My read of the VGA port was not that it was particularly valued as an output; but that it was supposed to be there as an input option(mentioned in ‘Video subsystem’) so that, along with the ability to use the internal keyboard and pointing device as USB peripherals, you could connect the thing to a headless system.
That is a rather interesting feature, I don’t know of any laptops that do it. I modified the connectors on one of the old Motorola ‘lapdock’ things intended to laptop-ize certain cellphones to get the mouse/keyboard/screen in portable package with battery option; but it seems like something that could be even less obtrusive if it could just borrow those peripherals from an actual laptop on the occasions that they are needed.
Totally, it’s for connecting to rack servers and the like, which typically have bare-bones video on-board - on those rare but critical occasions when you need to reconfigure a borked network configuration or get into BIOS.
Not quite cellphone screen sized, but there are some battery powered standalone portable screens in the pipeline. Expect that we’ll be seeing more like this now that USB-C as a video transport exists for multiple device classes.

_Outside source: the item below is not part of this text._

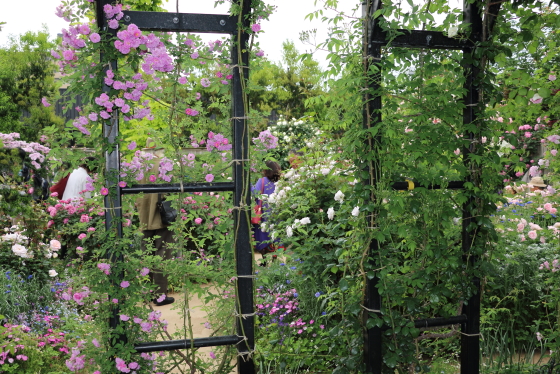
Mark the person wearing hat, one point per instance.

I get that he’s trying to cram as many ports on it as possible, but some of it seems to be ugly for ugliness sake. Why are the keys all weirdly color coded? Maybe it’s for some Russian input mode reason? It would be a lot more ascetically pleasing if you didn’t have the Cyrillic letters cluttering up the keys and made them a uniform color.

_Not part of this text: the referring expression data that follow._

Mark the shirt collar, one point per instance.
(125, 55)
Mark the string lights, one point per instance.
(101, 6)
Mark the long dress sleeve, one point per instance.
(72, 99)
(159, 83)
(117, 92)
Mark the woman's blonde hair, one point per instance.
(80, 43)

This is pretty much an all-in-one crash cart for a datacenter. It’s a bit of a shame it’s doomed to be absurdly expensive if it ever gets built.
I really love the idea that the VGA port is an input port. Hopefully it comes with a cable that you can plug into a USB port on your machine and the server to allow you to use your laptop as a console terminal.

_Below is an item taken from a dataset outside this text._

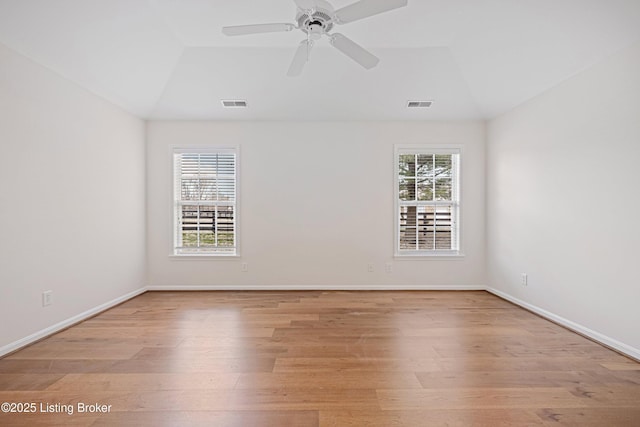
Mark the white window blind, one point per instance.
(205, 197)
(427, 201)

Yes, I’ve thought about the left handed folks, and I guess there is a mirror-image solution for my keyboard shortcuts.
I do use a Logitech G502 mouse, something that would probably be even more useful for you: I have Return as one of the side buttons. I also have the scroll wheel assigned for: press left, Command S, Save, and press right, Delete.
I use a cheap symmetrical mouse, and use left handed mode in my desktop environment. On pure X environments I remap the mouse buttons with xmodmap.
The main thing for me is that I select objects or text with my gripping hand (the left) and operate on them with my right (enter or delete). I do this to share the load between both hands, to void focusing the work on the left.
Before that my right hand would get very sore, particularly when documenting. Coding wasn’t so bad.
Cons:
If you’re an SA, you REALLY REALLY want a full sized CTRL key on at least one side (I would happily sacrifice the CAPS LOCK key).
The ESC key is in an interesting place, don’t know if I like it
The tilde key is also in a weird place.
One thing I always hated moving from computer keyboard to computer keyboard on different systems is that touch typing became impossible, especially when editing files…
THIS is why I love BoingBoing so much. They appreciate beauty, elegance, functionality, coolness – good design – in every aspect of human technology. Even typography.
I mostly agree with everything you’ve said, but not this. I still manage a fair number of way older systems which do not have HDMI output; VGA (especially if it supports sync-on-green) is still super useful.
Requiring extra USB ports is easily resolved by grabbing an external hub. But HDMI to VGA converters don’t always work.
ETA:I do have a question, though. This thing has webcams. Do you guys use webcams a lot?
When did it become a “clit mouse”? First time I’ve seen that. Although IBM and the Thinkpad people officially called it a TrackPoint IIRC, it was less formally known as a nipple (or perhaps the bit of replaceable red rubber was that - or a nub)
I’m just fascinated that it has migrated from nipple to clit.
Well when I had a virtual office I worked for a place that didn’t like them so dunno. I did you voice chat on skype often though so video would just be an add on to that.
Should have replied to this as well. At least where I worked there were always carts with keyboard, mouse, monitor and various dongles to connect to the headless servers. Stupid blade servers had like 3 different connectors depending on make/year.
It is sort of incredible that with thousands of machines available the one with just the combo of things I want never seems to be available.
Using all the real estate for a keyboard just seems like a no brainer that nobody gets right.